At that time, the interior was virtually unknown country. In 1862 John McDouall Stuart’s exploration party had crossed the continent from north to south on its sixth attempt. Information gleaned from their records wasn’t encouraging: hundreds of miles without water in the dry season and flooding rains in the wet, and the country was peopled with Aboriginals who were not about to make welcome these strange pale debil-debils.
So when the OT Line was proposed and the contract signed, newspapers said it couldn’t be done. They published derisive cartoons and made great fun of such an impossible project; of Charles Todd’s need for thousands of insulators and permanently manned repeater stations that would be necessary to convey Morse code al
ong the line.
Todd’s men went out with swag, water bag, bullock drays, wagons, and horse and camel teams across empty land with no cattle stations, little wild game and uncertain delivery of supplies. For $2.50 per week in today’s money they toiled northwards through spinifex plains into the tropics, where they were marooned for weeks by torrential rains. Bogged down, they subsisted on damp, weevil-infested flour, and boiled and ate their leather gear and greenhide. Volunteers made a boat of sorts from a tarpaulin-covered dray and careered crazily down the Roper River to hurry back the supply boats to the starving workers.
Still the poles went up, the wires sang in the wind, the line moved steadily forward. The project was completed in just two years.
As a Territorian, I admit to a thrill of pride, that prickles along the spine, when I read that with a twist of wire at Frew Ponds, England and Australia were joined in communication. In Adelaide, on 22 August 1872, with the town hall’s bells ringing, Charles Todd’s message was tapped through by Morse code:
We have this day, within two years, completed a line of communications two thousand miles long through the very centre of Australia, until a few years ago a terra incognita believed to be a desert.

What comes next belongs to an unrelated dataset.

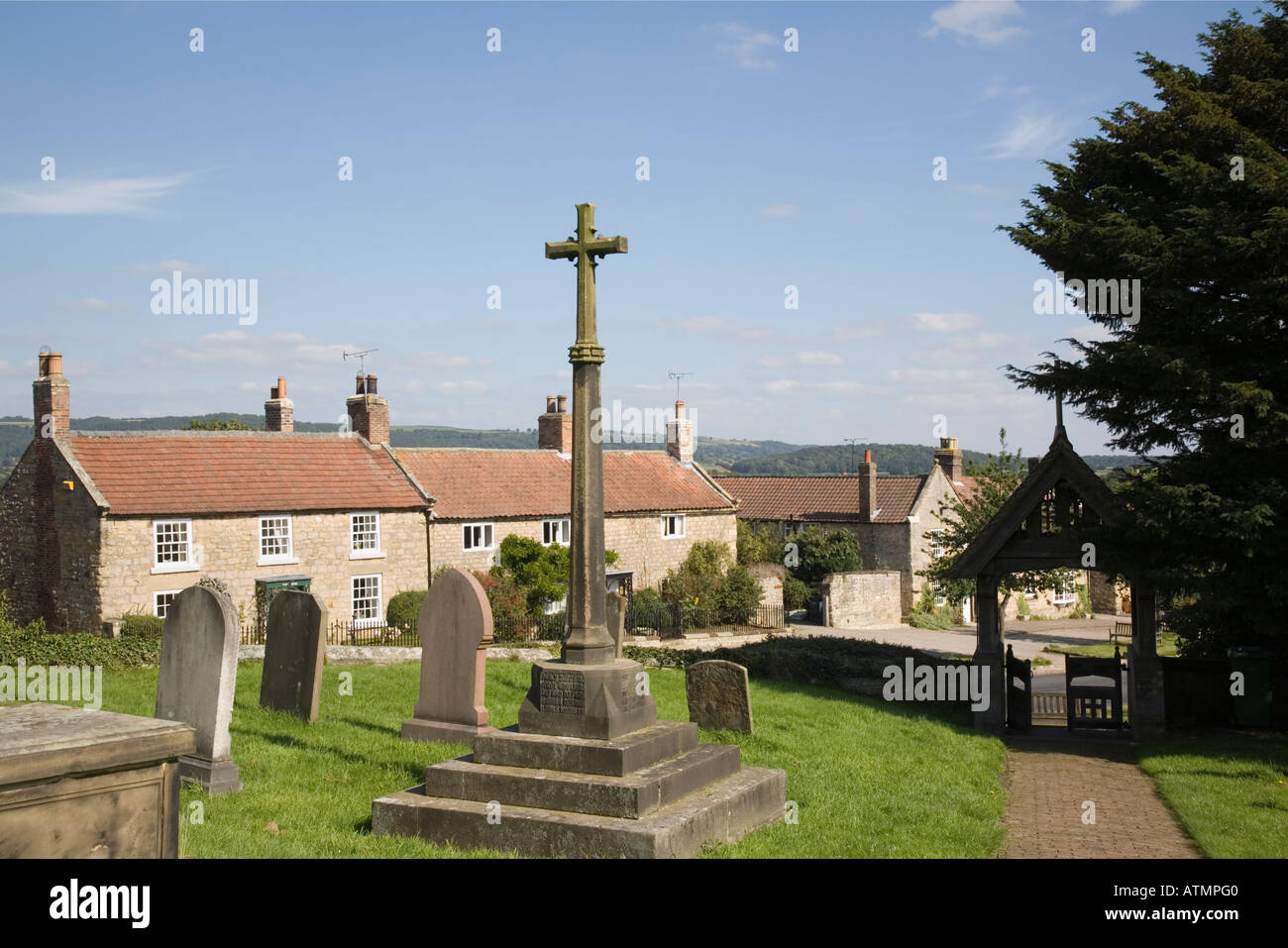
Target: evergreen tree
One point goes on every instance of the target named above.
(1192, 198)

Now there would be no more waiting months for the blue flag to flutter from Adelaide Town Hall, heralding the arrival of the P&O ships carrying stacks of English newspapers.
My father knew and spoke with men who had worked on the construction of this great line. Now his work was to help maintain it. As a linesman he travelled with packhorses from the Barrow Creek to Powell Creek telegraph stations, climbing the poles to test and repair. With handsets that attached to the main line, he could make contact with the nearest base. A break in the line meant a serious disruption in overseas contact, so constant surveillance was necessary.
The line was also vital for contact within Australia. When a man lay dying from spear wounds after an attack on Barrow Creek, his wife in far-off Adelaide farewelled him through the Morse code of the operators. Can it be imagined today, farewelling a husband with dots and dashes?